He sank back, that last bright spark quenched in the effort of speaking; the life, which had been so full of fire and of wild restlessness, now ebbed gently away without struggle or pain; the man, whose whole existence had been passed in hatred of and rebellion against those set over him by fate, had come to his death in the act of rescuing his enemy.
So was the presentiment fulfilled, which had been borne in upon him yesterday as he listened to the murmuring water; from the inner depths of the earth the stream had brought Death's greeting to his victim. Ulric, truly, had no need to look beyond the morrow, shrouded from him by the impenetrable veil; all had indeed come to an end for him with that "morrow"--all and everything!
From the high-road out yonder sounded the regular march of an advancing troop, with now and again a word of command or the clashing of arms; the help, which had been requested and expected from the town, had arrived. As soon as he reached the first outlying houses of the settlement the officer in command learned what had happened. Drawing up his men in the road, he himself, accompanied by a slight escort, went over to the scene of the accident, and asked to speak to the proprietor.
Arthur went forward to meet him.
"I thank you, Captain," he said quietly and gravely, "but you have come too late. I do not need your help now. For the last ten hours we have fought together, my people and I, for the lives of some of us who were in danger, and during that time we have made peace--I trust for ever."
CHAPTER XXVI.
Summer had come again.
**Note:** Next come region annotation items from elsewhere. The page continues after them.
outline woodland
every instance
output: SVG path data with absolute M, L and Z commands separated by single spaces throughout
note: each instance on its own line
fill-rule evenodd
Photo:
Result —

Once more mountains and valleys lay bathed in sunshine and verdant with beauty, and down in the Berkow settlement there was busy life and movement as in the old days, only freer and more cheerful than it had ever been before. There was an atmosphere of liberty and happy contentedness about the works now; extensive as ever, they had gained all that had previously been wanting, but this had not come about in weeks or even in months. Years had been needed, and those following the catastrophe had not been years of ease. When work had been resumed, a heavy load still rested on the young master's shoulders. He had, it is true, made peace with his people, but he stood on the brink of ruin. The crisis was past, the moment of danger when personal courage and personal sacrifices could suffice to restrain the excesses of a rebellious multitude; but now came a time harder to bear, a time of constant arduous toil, of struggling, often desperate, against the force of circumstances by which Arthur was well nigh crushed. But in the first trial he had learnt to test his strength, in the second he knew how to use it.
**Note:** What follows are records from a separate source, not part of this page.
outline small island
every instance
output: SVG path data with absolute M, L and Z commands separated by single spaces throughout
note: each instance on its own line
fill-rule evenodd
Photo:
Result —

For more than a year it remained doubtful whether the works could be kept on under their then owner, and even when this critical period had been tided over, there were still dangers and losses enough to be faced. Even during the last years of the elder Berkow's lifetime the position had been seriously shaken, the fortune impaired by his wild speculation, his lavish expenditure, and, above all, by that unscrupulous system of working which only aimed at great and immediate profits and eventually recoiled on the employer himself.
Then came the interruption of all business, which had lasted nearly a month, the accident in the shafts, requiring most important repairs; all this combined threatened completely to overwhelm a situation already greatly imperilled. More than once it seemed impossible the works could be preserved, more than once it seemed as though the memory of past wounds, caused by harsh treatment and by the late open strife, rankled too deeply ever to be allayed; but Arthur's character, aroused so late, steeled itself and grew to fuller development in this school of incessant and strenuous activity.
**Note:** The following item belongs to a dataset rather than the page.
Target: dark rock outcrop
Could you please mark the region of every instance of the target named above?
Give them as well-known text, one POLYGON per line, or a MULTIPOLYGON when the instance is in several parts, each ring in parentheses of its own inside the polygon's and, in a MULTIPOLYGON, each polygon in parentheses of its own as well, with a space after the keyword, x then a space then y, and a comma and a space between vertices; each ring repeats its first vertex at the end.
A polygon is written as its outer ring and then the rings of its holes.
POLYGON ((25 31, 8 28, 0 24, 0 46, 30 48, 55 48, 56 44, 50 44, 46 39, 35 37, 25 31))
All the foundations were shaken and the edifice tottering to its fall when, years before, Arthur had undertaken the difficult task of bringing order out of the chaos of debts, engagements and claims upon him, which had to be met first of all, and of establishing a perfectly new system. But he had learnt confidence in himself; his wife was at his side, and on his exertions depended Eugénie's future prosperity and his own. That thought gave him courage to withstand, where any other would have yielded in despair; supported him even in moments when the task seemed beyond his strength, and obtained for him the victory at last. Now every lingering ill effect of the catastrophe had been overcome; the name of Berkow, stripped of all the evil which had attached to it, had won back for itself the old luck, and stood pure and honourable before the world.